Camara: The Linux Foundation telco API project

The Linux Foundation has made note of its Camara (stylised as CAMARA officially) project now having graduated to a funded model.

The news was shared onsite during the opening keynote at Open Source Summit Europe, held in Bilbao this week in the Basque region of Spain.

The project is an open source community that works to address telco industry API interoperability.

Initiated in 2021 by a small number of telco operators, vendors and hyperscalers, Camara launched in February 2022 with 22 initial partners; it has since grown to over 250 participating organizations with over 750 contributors.

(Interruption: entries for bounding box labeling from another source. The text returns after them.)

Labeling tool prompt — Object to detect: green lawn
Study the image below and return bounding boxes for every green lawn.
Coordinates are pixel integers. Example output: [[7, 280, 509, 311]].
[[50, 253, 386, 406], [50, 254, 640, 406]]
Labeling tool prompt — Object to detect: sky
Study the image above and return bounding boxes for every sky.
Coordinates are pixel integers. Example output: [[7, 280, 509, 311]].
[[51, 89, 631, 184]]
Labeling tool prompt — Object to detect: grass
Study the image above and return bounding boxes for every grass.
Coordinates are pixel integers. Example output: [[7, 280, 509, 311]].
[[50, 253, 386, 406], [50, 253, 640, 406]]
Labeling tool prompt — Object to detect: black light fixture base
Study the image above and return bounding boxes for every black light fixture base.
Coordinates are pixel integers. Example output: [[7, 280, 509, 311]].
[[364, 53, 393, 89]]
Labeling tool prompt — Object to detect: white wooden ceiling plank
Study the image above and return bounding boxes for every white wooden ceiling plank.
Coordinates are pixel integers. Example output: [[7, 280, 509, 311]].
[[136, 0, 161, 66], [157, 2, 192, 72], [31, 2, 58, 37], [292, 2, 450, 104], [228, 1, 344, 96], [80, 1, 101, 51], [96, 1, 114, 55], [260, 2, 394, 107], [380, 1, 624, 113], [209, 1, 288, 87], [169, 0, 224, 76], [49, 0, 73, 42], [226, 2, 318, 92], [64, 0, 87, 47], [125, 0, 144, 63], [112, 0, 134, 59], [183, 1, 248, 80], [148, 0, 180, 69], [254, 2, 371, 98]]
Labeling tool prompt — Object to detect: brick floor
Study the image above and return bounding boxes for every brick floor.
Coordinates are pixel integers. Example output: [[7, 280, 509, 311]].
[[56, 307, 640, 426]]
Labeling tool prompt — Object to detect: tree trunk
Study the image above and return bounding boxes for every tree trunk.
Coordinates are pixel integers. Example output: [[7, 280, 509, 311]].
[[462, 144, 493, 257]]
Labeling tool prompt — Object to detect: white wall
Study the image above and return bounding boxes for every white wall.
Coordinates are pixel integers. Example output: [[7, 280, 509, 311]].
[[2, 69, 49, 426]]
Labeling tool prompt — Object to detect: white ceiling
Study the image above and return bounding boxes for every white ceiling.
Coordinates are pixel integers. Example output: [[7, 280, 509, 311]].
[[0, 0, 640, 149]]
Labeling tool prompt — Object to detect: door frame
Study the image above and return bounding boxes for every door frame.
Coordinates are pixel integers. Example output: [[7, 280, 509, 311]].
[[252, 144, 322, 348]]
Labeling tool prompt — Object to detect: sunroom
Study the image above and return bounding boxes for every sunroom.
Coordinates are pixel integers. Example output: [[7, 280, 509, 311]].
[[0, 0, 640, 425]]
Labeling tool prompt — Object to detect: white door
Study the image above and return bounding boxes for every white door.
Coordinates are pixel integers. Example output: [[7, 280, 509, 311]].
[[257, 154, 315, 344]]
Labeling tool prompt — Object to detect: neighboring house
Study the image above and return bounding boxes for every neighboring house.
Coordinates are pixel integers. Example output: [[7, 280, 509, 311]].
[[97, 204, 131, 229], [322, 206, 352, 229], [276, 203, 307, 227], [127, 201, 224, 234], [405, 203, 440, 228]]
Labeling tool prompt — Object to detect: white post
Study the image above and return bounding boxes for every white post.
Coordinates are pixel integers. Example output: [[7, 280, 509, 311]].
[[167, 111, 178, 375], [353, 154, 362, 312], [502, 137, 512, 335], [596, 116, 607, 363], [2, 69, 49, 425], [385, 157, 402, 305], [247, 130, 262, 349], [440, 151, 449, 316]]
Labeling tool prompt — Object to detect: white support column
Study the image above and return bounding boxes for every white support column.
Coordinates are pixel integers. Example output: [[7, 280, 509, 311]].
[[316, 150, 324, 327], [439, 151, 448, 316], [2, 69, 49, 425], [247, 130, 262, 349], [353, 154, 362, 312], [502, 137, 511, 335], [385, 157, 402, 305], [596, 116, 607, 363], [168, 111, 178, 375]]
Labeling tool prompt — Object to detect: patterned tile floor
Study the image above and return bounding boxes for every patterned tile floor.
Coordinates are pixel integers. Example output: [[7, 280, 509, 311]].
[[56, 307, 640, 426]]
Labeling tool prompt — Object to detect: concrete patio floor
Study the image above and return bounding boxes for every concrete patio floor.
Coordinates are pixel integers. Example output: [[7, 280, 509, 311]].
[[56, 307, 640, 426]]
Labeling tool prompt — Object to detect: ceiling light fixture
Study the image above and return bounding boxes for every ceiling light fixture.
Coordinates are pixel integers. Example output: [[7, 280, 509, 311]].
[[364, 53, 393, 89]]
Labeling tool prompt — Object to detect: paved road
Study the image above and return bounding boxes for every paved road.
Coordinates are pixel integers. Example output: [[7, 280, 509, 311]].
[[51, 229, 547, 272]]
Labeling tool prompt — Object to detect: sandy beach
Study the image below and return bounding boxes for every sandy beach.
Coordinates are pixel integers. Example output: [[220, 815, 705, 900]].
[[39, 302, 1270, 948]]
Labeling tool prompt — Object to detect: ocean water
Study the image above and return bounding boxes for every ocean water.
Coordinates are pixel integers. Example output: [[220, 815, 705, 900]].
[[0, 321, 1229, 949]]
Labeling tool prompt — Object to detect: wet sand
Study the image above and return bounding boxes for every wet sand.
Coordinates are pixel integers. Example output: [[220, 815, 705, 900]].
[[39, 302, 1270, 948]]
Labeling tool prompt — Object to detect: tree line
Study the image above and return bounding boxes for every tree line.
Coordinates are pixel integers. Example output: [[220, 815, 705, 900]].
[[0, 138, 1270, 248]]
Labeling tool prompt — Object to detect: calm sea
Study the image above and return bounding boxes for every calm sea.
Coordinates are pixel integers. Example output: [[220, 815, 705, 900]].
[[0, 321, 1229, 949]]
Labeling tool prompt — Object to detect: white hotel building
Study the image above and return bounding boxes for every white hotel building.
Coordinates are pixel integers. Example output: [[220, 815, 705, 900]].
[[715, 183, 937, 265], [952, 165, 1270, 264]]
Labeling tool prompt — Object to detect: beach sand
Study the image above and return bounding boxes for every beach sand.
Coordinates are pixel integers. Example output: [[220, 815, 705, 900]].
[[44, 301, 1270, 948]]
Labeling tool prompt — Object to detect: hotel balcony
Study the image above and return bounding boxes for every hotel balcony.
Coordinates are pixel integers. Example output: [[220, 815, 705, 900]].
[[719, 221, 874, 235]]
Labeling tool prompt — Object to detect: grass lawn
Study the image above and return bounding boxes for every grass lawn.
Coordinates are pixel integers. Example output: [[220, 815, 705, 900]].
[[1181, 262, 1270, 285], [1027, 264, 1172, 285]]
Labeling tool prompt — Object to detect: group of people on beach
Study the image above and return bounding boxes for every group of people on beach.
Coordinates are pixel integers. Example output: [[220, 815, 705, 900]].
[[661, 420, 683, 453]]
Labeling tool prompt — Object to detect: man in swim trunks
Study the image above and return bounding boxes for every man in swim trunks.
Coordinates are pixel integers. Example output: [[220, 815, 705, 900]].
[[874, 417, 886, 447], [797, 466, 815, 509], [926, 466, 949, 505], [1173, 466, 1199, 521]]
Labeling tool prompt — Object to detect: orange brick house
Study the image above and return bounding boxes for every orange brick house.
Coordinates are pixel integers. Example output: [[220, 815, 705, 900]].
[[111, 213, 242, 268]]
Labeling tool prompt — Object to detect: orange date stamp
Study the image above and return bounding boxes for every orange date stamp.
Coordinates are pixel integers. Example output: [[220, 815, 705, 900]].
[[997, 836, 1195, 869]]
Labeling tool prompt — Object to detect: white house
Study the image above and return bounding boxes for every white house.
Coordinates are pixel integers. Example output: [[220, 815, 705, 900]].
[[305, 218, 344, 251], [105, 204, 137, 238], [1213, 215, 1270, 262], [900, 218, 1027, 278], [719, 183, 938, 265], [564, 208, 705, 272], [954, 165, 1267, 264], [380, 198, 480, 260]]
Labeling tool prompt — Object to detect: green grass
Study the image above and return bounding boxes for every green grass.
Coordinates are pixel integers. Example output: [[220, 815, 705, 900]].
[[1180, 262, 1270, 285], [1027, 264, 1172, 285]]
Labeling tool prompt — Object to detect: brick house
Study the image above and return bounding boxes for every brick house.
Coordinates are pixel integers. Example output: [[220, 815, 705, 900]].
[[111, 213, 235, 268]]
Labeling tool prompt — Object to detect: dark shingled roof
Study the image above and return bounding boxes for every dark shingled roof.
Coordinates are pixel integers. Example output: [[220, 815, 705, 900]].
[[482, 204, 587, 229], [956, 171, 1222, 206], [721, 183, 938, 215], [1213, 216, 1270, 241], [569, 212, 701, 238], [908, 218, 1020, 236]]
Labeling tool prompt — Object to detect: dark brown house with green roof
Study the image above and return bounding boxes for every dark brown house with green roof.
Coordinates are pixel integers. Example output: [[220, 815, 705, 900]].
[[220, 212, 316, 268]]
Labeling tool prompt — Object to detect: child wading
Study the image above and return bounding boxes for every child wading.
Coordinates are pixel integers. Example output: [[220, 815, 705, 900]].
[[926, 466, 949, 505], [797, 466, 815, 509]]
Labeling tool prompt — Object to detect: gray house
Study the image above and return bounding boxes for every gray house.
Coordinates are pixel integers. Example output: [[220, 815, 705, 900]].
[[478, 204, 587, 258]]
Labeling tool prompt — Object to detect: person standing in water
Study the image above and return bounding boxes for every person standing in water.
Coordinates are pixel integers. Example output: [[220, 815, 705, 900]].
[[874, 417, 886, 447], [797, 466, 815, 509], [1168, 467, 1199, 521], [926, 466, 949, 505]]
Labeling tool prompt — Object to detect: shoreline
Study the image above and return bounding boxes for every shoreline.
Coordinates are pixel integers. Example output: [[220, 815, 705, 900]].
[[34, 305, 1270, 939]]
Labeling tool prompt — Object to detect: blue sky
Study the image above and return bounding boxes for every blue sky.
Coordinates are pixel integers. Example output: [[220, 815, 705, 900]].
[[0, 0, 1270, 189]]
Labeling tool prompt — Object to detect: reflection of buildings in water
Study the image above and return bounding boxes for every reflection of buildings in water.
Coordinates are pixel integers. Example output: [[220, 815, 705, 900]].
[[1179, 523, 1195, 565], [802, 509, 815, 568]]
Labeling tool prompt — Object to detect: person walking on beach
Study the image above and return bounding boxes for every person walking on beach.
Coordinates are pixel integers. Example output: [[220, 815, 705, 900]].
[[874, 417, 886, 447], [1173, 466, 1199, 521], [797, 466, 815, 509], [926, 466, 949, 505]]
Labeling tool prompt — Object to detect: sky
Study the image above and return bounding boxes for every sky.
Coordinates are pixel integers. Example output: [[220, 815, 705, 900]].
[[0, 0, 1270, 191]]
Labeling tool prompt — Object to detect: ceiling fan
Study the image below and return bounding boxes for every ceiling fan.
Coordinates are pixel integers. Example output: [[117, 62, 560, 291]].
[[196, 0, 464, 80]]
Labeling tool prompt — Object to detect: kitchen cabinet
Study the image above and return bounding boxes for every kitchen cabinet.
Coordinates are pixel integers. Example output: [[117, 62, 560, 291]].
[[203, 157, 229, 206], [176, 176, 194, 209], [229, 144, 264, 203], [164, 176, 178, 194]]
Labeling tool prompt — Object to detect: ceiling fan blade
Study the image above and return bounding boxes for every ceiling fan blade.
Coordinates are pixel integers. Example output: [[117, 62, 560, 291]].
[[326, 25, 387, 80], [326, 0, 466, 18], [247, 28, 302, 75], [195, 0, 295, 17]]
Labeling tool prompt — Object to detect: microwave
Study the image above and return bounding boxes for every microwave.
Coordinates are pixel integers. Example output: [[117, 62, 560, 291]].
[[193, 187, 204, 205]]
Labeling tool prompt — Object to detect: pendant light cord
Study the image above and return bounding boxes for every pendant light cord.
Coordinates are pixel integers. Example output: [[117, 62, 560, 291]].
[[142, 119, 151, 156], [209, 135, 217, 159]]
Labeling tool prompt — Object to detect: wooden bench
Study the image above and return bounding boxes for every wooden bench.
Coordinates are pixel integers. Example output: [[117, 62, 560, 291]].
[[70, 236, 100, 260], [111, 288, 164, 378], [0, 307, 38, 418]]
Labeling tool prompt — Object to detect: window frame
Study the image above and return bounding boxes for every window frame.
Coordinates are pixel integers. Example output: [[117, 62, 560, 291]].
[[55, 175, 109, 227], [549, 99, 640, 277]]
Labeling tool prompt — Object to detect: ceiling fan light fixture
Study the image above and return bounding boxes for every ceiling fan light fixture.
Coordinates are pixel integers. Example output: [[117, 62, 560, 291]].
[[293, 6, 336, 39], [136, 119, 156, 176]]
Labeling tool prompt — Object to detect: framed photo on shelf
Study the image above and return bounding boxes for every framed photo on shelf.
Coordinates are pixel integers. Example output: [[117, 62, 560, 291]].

To help sustain rapid growth and ensure a tighter structure with more resources, the community has moved the project to the next phase and introduced a fully-funded model.

The funded model will introduce a Governing Board, Technical Steering Committee, and End User Council to manage collaboration at scale.

“A true testament to the power of open source and what collaborative work can achieve, the Camara community is making APIs both more accessible and more easily monetised,” said Arpit Joshipura, general manager for networking, edge and IoT at the Linux Foundation. “Camara’s work across the industry to enable developers to more quickly and easily develop and deliver APIs for operators and cloud providers is just the beginning. The new funded model will ensure even more impactful collaboration across the board.”

Camara offers new opportunities for collaboration between telecoms, GSMA, TMForum and other industries providing cloud-based services by developing an open, global, accessible API technology base.

The Linux Foundation insists that the benefit for customers and developer ecosystems comes in the form of consistent and user-friendly access to network capabilities, thus enabling developers to seamlessly deploy applications to run consistently across telco networks and countries. This is said to help prevent fragmentation and empower faster, more versatile advancement of global application portability and industry adoption of new features and capabilities.

“Camara is partnering with the whole industry to provide the right telco APIs to meet the demands of our enterprise and developer users. For that, the funded model will help us to improve tooling and services, and to enable shorter delivery cycles for the APIs,” said Herbert Damker, technical steering committee chair, in the new Camara structure. “Camara is making it easy and simple for the global developer community to create new, connected solutions based on our advanced network capabilities. The collaboration between network operators, cloud providers, application developers and technology vendors in Camara has been crucial to this success. As a founding member of Camara we are proud of its impact since launch and thrilled to enter into the next phase of collaboration to empower developers.”

In addition to its broad portfolio of participating organizations, the Camara fund is composed of 10 premium sponsors, (including Accenture, Deutsche Telekom, Ericsson, Microsoft, Nokia, Orange, Telefonica, Verizon, Vodafone, T-Mobile) and 5 General sponsors (including CableLabs, Centillion, Charter Communications, Scenera, Shabodi).

Collaboration with GSMA

Camara works closely with the GSMA’s Operator Platform initiative, which is working to define a federated platform for exposing operator network capabilities to external applications. This partnership ensures that developers relying on the Camara project’s API solution and abstraction will facilitate users across operator networks.

Earlier this year, CAMARA partnered with the GSMA, TMForum and LF Networking to publish a white paper, “The Ecosystem for Open Gateway NaaS API Development.”

The paper outlines collaborative concepts of Open Gateway (a framework of common network APIs designed to provide universal access to operator networks for developers, helps application developers enhance and deploy services more quickly across operator networks via single points of access to the world’s largest connectivity platform) Network as a Service (NaaS) architecture.